Convert untrusted PDFs to trusted PDFs

February 28, 2013 ∞

This post by Joanna Rutkowska describes a nice technique for “disarming” malware. I’ve seen it used before, but it doesn’t seem to be widely known, or, at least, not widely applied.

Rutkowska applies it to malware in PDF files, which has been a persistent threat over the last couple of years (like this week’s MiniDuke). The problem (of course) is in parsing:

Anyway, the fundamental problem with the approaches mentioned above, is that all of them require parsing of the original PDF file. And parsing is where the “big bang” usually happens. Parsing is where our, normally pretty decent, code, comes in close, intimate contact with some unknown complex input data, which often leads to a successful abuse or exploitation.

So what she does is she parses the PDF within a sandbox (a Qubes virtual machine), and produces a much simpler, “equivalent” PDF:

The idea is that our parser (that runs in a Disposable VM) will be expected to return the Simple Representation of the original PDF. Of course, it might very well go wild (as a result of exploitation by the PDF it parses), and don’t obey our expectations, and instead return something totally different and potentially malicious. But that doesn’t matter! The whole point of the Simple Representation is that it should be, well… simple to parse it safely and discard in case what we’re getting doesn’t look like the Simple Representation.

Ok, so what’s the simplest possible representation of an arbitrary PDF file?
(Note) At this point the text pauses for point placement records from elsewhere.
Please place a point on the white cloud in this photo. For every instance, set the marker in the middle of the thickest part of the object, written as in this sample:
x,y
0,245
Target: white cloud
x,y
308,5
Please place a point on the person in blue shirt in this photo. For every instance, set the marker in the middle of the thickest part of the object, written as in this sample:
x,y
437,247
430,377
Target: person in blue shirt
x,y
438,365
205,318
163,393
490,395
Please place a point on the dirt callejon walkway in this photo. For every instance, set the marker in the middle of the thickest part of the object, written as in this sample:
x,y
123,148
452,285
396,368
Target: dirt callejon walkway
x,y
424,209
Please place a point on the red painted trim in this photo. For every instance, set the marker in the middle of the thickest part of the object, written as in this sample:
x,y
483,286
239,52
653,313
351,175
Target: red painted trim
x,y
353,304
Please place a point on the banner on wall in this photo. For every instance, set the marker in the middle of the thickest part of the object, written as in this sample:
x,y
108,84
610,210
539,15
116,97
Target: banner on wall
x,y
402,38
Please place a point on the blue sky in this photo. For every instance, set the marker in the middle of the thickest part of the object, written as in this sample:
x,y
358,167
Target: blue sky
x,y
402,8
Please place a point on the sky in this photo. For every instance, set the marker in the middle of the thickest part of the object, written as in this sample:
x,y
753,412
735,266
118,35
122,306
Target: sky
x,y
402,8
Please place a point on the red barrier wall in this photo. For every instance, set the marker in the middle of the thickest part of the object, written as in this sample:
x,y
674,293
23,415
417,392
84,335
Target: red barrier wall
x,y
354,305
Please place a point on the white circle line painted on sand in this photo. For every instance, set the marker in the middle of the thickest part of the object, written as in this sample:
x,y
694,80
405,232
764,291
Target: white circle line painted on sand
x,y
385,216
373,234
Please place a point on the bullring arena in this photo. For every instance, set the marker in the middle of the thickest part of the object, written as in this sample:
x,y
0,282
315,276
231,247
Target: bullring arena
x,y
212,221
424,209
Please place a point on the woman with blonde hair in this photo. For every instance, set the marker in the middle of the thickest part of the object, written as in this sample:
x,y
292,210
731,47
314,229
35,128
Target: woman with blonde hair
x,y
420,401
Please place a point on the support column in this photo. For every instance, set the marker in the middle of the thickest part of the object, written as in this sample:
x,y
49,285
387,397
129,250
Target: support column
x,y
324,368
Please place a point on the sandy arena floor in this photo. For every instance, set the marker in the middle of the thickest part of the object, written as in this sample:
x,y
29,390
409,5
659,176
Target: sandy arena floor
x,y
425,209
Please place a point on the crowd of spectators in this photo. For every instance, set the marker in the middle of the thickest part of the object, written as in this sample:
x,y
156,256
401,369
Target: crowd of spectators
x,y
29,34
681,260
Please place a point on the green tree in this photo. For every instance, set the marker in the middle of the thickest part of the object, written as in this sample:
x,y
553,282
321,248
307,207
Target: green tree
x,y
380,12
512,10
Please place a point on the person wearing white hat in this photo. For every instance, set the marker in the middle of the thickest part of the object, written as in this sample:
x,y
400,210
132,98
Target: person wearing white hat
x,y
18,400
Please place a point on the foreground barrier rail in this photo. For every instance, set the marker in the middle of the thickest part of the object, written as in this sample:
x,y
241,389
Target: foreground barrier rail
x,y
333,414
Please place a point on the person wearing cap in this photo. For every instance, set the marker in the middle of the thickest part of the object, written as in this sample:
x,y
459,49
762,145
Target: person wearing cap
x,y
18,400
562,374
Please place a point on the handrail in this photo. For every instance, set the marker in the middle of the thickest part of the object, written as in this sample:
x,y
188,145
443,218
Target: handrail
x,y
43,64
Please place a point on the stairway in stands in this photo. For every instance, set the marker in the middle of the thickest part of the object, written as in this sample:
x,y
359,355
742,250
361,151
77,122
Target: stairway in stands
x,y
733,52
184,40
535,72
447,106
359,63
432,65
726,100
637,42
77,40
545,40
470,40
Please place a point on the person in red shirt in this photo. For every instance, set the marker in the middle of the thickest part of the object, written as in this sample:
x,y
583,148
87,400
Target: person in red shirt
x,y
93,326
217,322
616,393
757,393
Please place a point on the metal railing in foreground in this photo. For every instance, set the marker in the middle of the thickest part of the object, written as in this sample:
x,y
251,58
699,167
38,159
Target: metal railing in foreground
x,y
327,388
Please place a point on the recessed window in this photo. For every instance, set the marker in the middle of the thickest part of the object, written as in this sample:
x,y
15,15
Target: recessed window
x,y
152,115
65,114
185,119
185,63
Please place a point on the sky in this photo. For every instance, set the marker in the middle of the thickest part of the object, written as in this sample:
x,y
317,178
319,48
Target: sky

Yes, it’s the RGB format, which is essentially just a raw array of RGB values for each pixel. In fact, I’m not sure there could be anything simpler in the Known Universe to represent a PDF file…

Very nice. Now you can have a PDF viewer that only knows how to render a PDF in Simple Representation, which is much easier to parse; such a viewer would therefore be much simpler itself, easier to get correct.

I’ve seen exactly the same approach used to protect against script injection attacks, in the paper BluePrint: Robust Prevention of Cross-site Scripting Attacks for Existing Browsers, by Ter Louw and Venkatakrishnan. In that case, the idea was to render HTML and produce a simpler form of HTML as output.

This is also related to proof-carrying code and certified evaluation. For example, in my work on SD3 I evaluate security policy queries and produce as output an answer along with a simple, checkable proof.